Fortunately, it didn’t hurt anymore, just itched a little, and even then, it was manageable, just a little irritating. But at least it didn’t hurt. Probably because, he considered begrudgingly and with an annoyed little sigh between his teeth, he wasn’t scratching at it anymore.
“It’ll pass soon,” Aziraphale whispered, stroking a gentle finger along the ridge of Crowley’s back, trailing down his scales, seemingly marveling at the feel of them. Usually, right after a shed, Crowley would feel defensive with anything touching him, since it was so vulnerable to have new scales exposed – but with Aziraphale, it just felt like warmth and safety and home, and he shuddered happily, pressing into the touch as the angel continued. “And when it does, you’ll look even more handsome, won’t you, dear?”

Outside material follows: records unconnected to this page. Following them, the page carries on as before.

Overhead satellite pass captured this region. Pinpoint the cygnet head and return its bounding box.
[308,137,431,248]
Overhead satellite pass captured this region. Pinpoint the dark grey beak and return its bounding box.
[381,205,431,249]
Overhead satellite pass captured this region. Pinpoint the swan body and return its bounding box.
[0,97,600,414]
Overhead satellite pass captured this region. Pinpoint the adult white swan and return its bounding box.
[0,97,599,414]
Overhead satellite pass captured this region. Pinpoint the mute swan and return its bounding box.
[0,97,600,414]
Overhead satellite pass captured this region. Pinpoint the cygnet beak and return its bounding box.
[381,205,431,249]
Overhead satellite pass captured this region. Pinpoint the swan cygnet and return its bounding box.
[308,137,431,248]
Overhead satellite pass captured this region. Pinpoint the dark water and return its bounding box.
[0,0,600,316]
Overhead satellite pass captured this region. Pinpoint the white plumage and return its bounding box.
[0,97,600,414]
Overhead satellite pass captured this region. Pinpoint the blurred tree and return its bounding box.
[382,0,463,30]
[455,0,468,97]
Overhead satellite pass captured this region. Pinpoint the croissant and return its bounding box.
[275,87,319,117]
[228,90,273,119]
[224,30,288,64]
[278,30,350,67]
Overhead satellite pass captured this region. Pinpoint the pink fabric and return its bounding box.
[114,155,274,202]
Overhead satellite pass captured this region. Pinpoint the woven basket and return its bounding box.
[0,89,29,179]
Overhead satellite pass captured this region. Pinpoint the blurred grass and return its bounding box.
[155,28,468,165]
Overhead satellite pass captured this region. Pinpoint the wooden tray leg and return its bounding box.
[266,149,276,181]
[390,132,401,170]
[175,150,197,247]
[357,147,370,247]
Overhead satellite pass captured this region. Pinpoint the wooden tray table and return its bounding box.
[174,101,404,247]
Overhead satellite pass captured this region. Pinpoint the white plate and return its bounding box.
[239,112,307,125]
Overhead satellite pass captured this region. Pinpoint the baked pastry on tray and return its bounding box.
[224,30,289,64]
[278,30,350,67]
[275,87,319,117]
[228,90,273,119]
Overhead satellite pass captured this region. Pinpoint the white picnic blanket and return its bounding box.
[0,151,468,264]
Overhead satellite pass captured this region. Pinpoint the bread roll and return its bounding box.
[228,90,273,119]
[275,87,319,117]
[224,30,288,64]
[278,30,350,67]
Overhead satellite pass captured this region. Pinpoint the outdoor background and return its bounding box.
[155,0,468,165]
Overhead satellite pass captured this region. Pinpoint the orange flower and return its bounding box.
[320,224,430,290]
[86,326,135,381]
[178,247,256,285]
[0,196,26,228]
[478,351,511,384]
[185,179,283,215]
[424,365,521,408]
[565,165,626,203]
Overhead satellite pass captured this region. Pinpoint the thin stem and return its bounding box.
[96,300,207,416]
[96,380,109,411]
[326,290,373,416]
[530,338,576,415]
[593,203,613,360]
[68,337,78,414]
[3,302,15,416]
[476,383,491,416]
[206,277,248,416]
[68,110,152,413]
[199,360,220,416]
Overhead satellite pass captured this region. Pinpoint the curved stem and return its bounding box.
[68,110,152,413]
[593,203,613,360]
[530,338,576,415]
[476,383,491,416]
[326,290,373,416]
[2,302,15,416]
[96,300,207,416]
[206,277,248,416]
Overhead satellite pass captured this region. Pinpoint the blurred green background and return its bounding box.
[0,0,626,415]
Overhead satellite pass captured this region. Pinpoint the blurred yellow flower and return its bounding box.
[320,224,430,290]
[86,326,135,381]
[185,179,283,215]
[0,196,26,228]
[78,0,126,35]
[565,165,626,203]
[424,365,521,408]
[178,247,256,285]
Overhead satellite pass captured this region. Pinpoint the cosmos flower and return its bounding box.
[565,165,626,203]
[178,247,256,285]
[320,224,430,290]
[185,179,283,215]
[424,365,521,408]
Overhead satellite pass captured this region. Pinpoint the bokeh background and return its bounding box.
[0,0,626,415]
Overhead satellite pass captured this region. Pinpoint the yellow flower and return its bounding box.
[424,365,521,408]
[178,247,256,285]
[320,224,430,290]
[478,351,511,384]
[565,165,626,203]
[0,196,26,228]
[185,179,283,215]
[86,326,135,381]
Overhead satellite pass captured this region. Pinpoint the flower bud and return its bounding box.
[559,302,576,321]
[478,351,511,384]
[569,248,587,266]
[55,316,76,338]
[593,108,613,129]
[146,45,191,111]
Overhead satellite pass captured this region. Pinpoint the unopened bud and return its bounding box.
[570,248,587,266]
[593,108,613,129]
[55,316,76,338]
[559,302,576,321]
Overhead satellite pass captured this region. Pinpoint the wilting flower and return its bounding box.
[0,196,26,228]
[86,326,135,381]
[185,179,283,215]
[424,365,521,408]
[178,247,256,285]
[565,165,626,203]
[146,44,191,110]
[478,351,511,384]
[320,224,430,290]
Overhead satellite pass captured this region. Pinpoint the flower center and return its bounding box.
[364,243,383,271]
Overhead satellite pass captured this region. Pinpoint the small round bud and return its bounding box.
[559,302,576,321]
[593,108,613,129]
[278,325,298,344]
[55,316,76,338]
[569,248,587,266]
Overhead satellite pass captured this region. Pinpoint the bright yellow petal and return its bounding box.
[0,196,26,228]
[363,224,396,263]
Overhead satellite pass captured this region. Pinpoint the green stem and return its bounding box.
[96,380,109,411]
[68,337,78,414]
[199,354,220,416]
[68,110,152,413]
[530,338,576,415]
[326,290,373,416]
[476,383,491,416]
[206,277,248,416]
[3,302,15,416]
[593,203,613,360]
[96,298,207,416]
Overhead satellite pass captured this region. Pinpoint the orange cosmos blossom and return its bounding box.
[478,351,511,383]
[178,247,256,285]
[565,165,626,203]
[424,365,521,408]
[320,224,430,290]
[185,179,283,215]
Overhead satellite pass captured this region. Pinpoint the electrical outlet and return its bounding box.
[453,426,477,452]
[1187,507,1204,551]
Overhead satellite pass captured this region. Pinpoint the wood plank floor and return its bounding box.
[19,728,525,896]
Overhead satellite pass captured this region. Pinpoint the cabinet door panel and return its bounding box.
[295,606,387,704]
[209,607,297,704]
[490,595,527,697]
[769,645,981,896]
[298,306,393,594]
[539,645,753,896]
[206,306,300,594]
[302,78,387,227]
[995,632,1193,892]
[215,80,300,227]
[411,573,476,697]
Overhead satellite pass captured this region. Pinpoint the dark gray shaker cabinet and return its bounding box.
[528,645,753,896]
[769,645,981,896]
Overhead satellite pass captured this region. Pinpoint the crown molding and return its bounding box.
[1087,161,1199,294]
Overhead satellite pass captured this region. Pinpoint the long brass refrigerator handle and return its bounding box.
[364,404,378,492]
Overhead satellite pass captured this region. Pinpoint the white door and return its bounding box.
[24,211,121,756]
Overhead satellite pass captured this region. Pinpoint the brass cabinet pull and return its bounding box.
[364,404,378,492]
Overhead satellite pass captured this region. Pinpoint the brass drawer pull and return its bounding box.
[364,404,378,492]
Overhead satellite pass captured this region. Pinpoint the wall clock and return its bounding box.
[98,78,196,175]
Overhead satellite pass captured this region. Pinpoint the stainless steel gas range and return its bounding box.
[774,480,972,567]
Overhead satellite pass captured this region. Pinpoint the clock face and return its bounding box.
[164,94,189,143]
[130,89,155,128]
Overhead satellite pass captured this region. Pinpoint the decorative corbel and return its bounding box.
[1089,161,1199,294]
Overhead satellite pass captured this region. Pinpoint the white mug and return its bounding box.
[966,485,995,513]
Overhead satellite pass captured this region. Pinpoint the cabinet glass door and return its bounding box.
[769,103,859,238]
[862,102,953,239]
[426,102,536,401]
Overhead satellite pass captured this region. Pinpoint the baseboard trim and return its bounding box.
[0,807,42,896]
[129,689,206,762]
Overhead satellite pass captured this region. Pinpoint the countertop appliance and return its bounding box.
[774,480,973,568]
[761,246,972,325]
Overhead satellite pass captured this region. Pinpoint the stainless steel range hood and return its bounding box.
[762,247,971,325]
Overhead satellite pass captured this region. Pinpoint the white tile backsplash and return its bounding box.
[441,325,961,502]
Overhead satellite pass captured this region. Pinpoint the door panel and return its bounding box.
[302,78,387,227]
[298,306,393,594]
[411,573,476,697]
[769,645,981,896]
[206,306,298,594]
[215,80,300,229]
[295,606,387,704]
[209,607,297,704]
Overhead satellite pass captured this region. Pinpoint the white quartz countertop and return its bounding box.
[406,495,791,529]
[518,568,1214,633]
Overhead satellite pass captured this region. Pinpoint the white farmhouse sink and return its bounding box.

Crowley let out a tiny little scoffing sound, nudging his nose along the crown of Aziraphale’s head, his tongue flicking out affectionately. Or – not affectionately. Demons didn’t do affectionate. It was a scare tactic. “More like ssssshiny,” he responded in his hissing voice, “or ssssleek. But, yurgh.”
“Yurgh?” Crowley could hear the smile in Aziraphale’s voice.
“Yurgh,” Crowley agreed sleepily. He shifted a little, curling up in Aziraphale’s lap, his scales sliding over each other in massive coils, his head nuzzling into the angel’s soft curls. He hesitated for a moment as he felt Aziraphale shift, adjusting himself. “Lemme know if m’hurtin’ you, angel.”
“Don’t you worry, my dear,” Aziraphale murmured to him, “you never, ever could.” He paused, and then, his voice impossibly soft as he stroked a gentle hand (Crowley vaguely registered in the back of his mind that the angel had removed his ring for him, to make sure he didn’t chafe anything, and the thought made him hurt) over the demon’s scales, “Is there anything else I can do for you? Please, Crowley, I would very much like to know if there is anything at all I can do for you to help ease your discomfort. You don’t have to go through this alone anymore.”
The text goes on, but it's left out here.